Does Personal Credit Affect Business Credit?
If you’re getting ready to apply for a loan, you may wonder whether your personal credit is a factor in receiving approval. Does your personal credit score affect business credit approval? Yes and no. The impact of your credit history depends on the type of financing you’re applying for.
Financial Institutions and Loan Types
Every lender has different requirements for getting loan approval. However, many traditional banks do look at your credit score when determining whether to give your business a loan. This is especially the case if you have a sole proprietorship since you’re the one running the business.
Depending on your personal credit, banks may request you to put up collateral to mitigate risk for a loan. There are a few circumstances, however, where your credit doesn’t have a large impact on financing approval. If you apply for an equipment lease, for example, the equipment acts as collateral and covers the cost of your monthly payments.
Alternative lenders may care very little about your credit rating. In the case of invoice factoring, what matters is the credit of your customers and the amount of your invoices. Other lenders look at your business’s cash flow or credit card sales to determine how much capital to extend you.
Why Your Credit Rating Matters
Why do banks care about your personal credit history? For two main reasons: to mitigate risk and to evaluate your financial skills. Banks need to look for ways to minimize the risk of companies defaulting on loans. Poor personal credit of the owner is a red flag on an application. Having valuable collateral to offer can help reduce the impact of your credit rating.

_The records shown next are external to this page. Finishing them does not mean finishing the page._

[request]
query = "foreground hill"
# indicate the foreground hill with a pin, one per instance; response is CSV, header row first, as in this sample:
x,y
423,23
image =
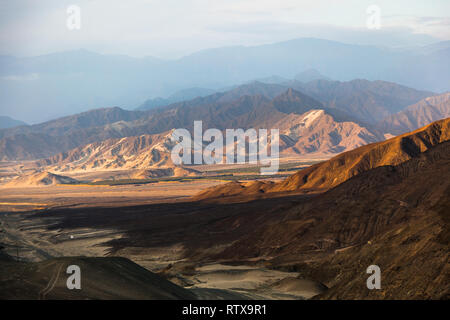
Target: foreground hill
x,y
396,217
417,115
335,171
368,101
102,278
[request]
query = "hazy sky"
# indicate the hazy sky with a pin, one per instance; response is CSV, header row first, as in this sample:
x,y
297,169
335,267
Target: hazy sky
x,y
170,29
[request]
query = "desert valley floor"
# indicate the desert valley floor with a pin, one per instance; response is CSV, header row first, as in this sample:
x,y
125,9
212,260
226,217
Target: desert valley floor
x,y
35,228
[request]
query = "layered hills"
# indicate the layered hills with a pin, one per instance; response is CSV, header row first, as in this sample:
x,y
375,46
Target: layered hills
x,y
147,155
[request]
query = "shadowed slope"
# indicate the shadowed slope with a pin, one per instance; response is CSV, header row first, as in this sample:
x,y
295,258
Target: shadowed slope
x,y
101,278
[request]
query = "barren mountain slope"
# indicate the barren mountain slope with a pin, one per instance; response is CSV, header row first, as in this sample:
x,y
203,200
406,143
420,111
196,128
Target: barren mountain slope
x,y
396,217
333,172
417,115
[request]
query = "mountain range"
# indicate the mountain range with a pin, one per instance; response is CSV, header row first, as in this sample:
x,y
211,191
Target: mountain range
x,y
68,82
253,105
7,122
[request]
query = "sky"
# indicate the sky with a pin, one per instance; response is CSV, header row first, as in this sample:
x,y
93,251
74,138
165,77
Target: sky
x,y
170,29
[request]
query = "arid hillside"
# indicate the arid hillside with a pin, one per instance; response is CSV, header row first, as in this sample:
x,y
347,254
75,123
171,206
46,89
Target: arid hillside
x,y
396,217
337,170
417,115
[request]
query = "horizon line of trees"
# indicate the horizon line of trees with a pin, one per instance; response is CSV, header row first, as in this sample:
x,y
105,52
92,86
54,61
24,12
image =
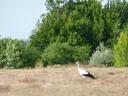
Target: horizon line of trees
x,y
83,30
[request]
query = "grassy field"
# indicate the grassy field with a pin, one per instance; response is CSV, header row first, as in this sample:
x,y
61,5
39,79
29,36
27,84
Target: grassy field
x,y
63,81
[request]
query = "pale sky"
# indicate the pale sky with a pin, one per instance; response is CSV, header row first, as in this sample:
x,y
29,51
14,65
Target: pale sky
x,y
19,17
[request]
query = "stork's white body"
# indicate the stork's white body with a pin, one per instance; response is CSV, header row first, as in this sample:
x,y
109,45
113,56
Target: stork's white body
x,y
84,73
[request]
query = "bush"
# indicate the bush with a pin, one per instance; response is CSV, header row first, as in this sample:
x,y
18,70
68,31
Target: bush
x,y
62,53
16,54
102,55
82,53
13,52
121,51
29,58
57,53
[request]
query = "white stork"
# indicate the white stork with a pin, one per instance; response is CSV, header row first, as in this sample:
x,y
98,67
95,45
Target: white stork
x,y
84,73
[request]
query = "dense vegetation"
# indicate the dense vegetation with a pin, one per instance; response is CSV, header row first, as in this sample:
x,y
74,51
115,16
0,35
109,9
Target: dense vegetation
x,y
71,30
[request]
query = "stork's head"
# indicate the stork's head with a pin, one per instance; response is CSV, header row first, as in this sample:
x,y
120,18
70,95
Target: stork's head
x,y
77,63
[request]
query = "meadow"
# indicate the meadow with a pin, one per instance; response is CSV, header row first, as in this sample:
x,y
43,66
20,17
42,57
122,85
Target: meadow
x,y
63,81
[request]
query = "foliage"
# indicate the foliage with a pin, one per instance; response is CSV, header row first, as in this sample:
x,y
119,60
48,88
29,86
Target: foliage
x,y
102,55
29,57
121,50
57,53
82,53
16,54
63,53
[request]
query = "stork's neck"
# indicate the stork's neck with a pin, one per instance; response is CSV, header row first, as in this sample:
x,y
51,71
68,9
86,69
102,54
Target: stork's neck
x,y
78,65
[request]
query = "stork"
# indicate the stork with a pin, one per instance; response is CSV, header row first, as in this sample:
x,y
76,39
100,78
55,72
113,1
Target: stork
x,y
84,73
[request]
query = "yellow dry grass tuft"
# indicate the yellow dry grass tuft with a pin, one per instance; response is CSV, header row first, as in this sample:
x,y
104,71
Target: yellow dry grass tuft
x,y
63,81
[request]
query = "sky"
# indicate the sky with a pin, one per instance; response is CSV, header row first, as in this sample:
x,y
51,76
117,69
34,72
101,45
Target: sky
x,y
19,17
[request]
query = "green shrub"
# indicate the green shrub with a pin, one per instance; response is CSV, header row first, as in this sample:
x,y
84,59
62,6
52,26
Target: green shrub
x,y
82,53
102,55
13,52
121,51
57,53
16,54
29,58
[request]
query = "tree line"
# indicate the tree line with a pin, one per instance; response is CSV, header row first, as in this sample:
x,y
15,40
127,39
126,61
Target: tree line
x,y
84,30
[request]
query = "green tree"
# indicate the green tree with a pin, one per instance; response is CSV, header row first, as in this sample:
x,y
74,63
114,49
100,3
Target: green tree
x,y
121,50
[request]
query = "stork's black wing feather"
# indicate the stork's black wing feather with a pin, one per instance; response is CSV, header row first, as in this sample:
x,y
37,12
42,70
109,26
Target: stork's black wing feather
x,y
89,75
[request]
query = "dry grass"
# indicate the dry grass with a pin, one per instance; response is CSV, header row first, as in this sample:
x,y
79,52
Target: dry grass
x,y
63,81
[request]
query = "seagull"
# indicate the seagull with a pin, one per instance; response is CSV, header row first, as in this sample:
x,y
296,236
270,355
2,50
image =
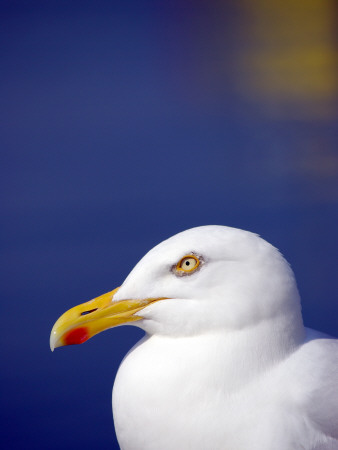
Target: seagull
x,y
226,362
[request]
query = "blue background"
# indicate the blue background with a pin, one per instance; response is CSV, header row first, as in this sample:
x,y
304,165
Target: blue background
x,y
124,123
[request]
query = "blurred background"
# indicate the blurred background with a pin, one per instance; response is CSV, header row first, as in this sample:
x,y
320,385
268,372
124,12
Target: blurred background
x,y
124,123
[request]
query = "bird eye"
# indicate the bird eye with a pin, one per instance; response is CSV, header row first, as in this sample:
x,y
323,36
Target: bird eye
x,y
188,264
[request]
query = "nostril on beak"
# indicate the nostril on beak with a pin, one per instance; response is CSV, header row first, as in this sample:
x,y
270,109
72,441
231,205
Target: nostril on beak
x,y
84,313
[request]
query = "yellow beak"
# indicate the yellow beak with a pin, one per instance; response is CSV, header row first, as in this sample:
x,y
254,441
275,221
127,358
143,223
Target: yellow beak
x,y
82,322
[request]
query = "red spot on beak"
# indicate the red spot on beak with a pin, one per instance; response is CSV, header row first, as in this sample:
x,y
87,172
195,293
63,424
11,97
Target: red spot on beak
x,y
76,336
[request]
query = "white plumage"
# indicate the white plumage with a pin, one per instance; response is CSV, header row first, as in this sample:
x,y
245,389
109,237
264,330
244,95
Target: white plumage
x,y
226,362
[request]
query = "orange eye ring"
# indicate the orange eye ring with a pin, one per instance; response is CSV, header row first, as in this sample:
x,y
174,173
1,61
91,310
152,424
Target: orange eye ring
x,y
187,264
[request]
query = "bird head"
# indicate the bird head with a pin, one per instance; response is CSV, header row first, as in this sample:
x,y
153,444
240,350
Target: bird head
x,y
199,281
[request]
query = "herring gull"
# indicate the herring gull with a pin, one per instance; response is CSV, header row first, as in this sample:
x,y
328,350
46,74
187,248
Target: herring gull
x,y
226,362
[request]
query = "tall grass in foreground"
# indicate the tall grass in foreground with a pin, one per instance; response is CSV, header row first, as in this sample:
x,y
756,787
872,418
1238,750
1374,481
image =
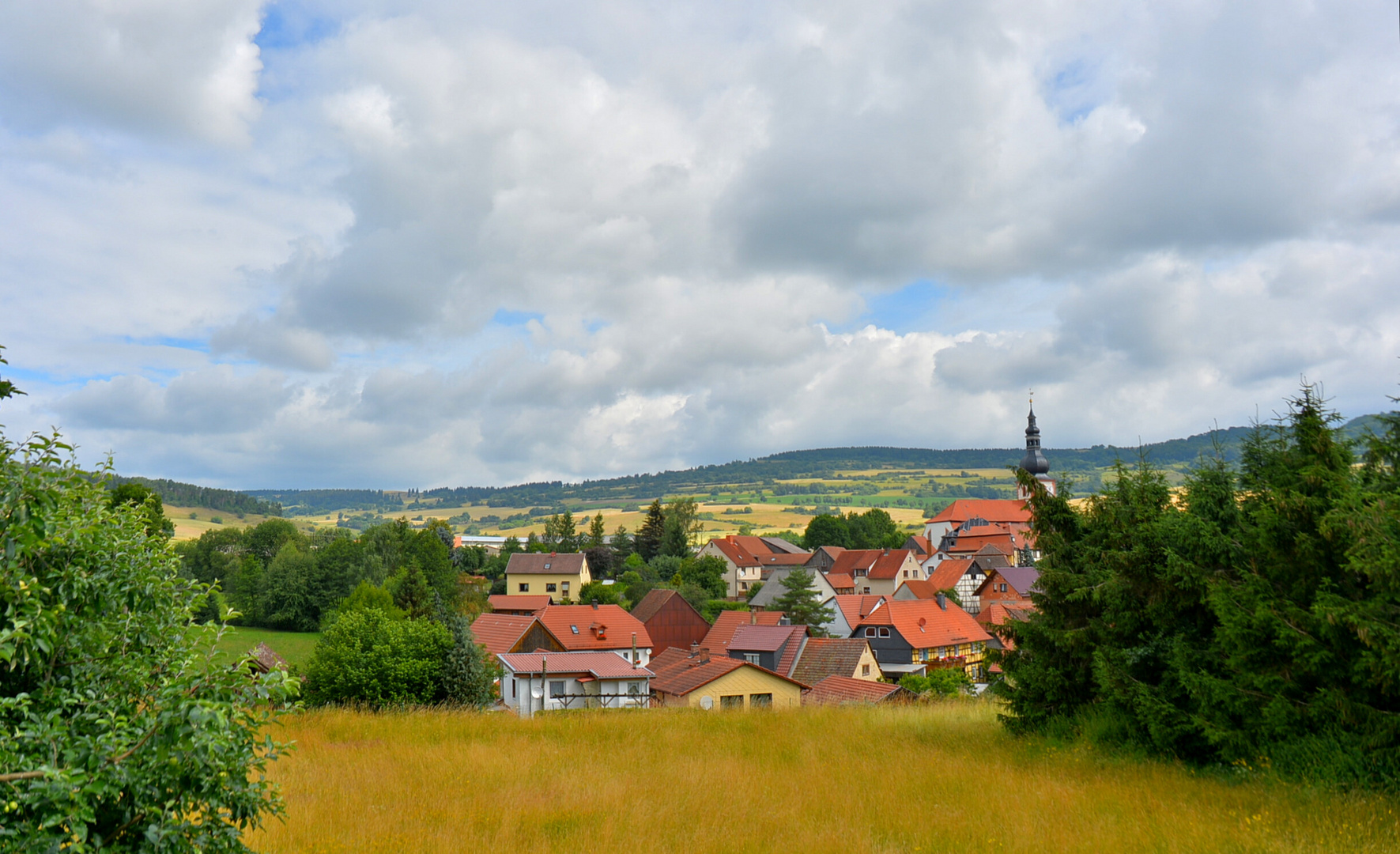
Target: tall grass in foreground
x,y
843,780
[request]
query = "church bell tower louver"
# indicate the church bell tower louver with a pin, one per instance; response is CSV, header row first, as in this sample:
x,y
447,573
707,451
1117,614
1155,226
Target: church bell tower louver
x,y
1035,463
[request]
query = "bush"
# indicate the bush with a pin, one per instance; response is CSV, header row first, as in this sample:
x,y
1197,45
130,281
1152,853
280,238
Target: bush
x,y
370,657
119,732
942,682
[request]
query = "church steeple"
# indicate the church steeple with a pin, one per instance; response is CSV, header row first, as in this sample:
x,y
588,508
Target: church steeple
x,y
1033,461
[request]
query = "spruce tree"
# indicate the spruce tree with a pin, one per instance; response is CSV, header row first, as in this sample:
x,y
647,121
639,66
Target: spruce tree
x,y
800,603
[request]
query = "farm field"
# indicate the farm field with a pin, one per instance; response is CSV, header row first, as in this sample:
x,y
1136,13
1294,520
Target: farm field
x,y
293,646
947,779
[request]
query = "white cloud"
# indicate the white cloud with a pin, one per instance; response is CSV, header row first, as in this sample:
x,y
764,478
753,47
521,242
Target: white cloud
x,y
477,245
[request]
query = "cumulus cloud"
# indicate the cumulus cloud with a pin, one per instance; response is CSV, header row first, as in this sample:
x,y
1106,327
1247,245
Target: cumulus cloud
x,y
479,244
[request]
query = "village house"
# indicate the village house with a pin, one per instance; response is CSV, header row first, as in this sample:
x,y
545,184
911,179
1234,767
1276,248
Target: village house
x,y
670,619
847,657
699,679
749,559
839,690
770,647
773,587
911,636
877,572
847,610
598,629
824,557
728,621
552,681
514,633
556,576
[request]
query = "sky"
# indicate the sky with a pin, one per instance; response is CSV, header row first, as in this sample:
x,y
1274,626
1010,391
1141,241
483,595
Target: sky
x,y
375,244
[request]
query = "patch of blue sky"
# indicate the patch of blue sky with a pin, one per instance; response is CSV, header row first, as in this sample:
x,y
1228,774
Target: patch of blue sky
x,y
198,345
289,24
1076,89
926,305
514,318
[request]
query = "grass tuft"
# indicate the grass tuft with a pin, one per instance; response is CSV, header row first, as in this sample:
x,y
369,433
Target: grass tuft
x,y
843,780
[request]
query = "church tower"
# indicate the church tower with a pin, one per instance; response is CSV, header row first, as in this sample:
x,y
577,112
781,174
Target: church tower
x,y
1035,461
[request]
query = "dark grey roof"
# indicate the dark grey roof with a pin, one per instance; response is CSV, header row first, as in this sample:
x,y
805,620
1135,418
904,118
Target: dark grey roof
x,y
1021,579
545,565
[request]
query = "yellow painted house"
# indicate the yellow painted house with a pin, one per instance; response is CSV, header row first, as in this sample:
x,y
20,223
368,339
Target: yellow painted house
x,y
556,576
696,681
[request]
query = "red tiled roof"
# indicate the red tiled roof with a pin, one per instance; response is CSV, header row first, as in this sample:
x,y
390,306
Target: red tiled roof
x,y
922,545
598,628
993,510
724,625
538,563
519,603
500,632
844,689
826,656
924,625
601,665
679,674
855,608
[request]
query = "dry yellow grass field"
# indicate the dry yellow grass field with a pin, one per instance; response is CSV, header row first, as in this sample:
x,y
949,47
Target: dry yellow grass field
x,y
819,780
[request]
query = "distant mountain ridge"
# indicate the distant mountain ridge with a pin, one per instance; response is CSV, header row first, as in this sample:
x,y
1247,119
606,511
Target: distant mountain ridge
x,y
753,474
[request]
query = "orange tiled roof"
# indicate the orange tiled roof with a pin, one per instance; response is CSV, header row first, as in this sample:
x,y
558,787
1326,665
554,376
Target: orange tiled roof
x,y
844,689
993,510
580,628
679,672
717,640
924,625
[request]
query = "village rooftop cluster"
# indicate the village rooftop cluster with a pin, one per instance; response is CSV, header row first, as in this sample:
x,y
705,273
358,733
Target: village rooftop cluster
x,y
933,603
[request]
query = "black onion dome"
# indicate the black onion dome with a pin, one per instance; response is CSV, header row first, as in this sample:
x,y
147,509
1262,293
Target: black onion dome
x,y
1033,461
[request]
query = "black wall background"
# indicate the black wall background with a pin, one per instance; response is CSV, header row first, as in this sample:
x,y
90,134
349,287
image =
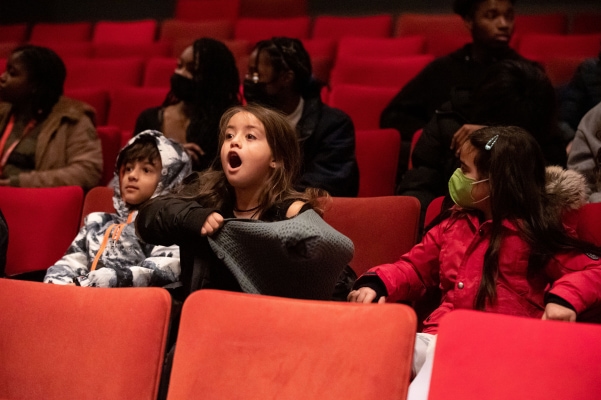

As the business owner, you’re the one making financial decisions for the company. If you have a low credit score, lenders may conclude that you don’t know how to spend money correctly. On the other hand, a high credit rating is a good indicator of excellent financial management. They can see you as a good investment.
As a side note, if you have any kind of fraud or unpaid tax liens on your account, it’s almost impossible to receive loan approval. Recent bankruptcy is another warning sign that lenders can’t ignore.
How To Improve Your Credit
Even if you have poor personal credit, you can slowly improve it. Do your best to pay off existing debts and manage credit cards wisely. Check your credit scores regularly and shoot for at least 660—720. In the meantime, finance your business using alternative lending methods.